Eccentric drive for power tools

By transmitting the torque of the drive to the linear actuator through an eccentric transmission device, the problems of complexity and low efficiency of hydraulic drive tools are solved, enabling miniaturization, high efficiency and rapid cycle of power tools, suitable for pipe presses and other deformation tools.

CN116490299BActive Publication Date: 2026-06-05HILTI AG

Patent Information

Authority / Receiving Office
CN · China
Patent Type
Patents(China)
Current Assignee / Owner
HILTI AG
Filing Date
2021-11-10
Publication Date
2026-06-05

AI Technical Summary

Technical Problem

Existing hydraulically driven power tools suffer from problems such as complexity, large size, low efficiency, difficult operation, and long work cycle time.

Method used

An eccentric transmission device is adopted, including a driver, an eccentric component, an eccentric gear, and a compensating connector.

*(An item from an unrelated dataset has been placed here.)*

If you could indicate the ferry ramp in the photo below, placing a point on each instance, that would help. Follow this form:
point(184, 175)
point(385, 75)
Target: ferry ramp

The torque of the driver is transmitted to the linear actuator through the eccentric transmission device, eliminating the need for hydraulic drive and achieving torque regulation and efficient transmission.

Benefits of technology

It simplifies the design of power tools, reduces size, improves efficiency, shortens work cycle time, and achieves a high transmission ratio, making it suitable for pipe presses and other cutting or shaping tools.

✦ Generated by Eureka AI based on patent content.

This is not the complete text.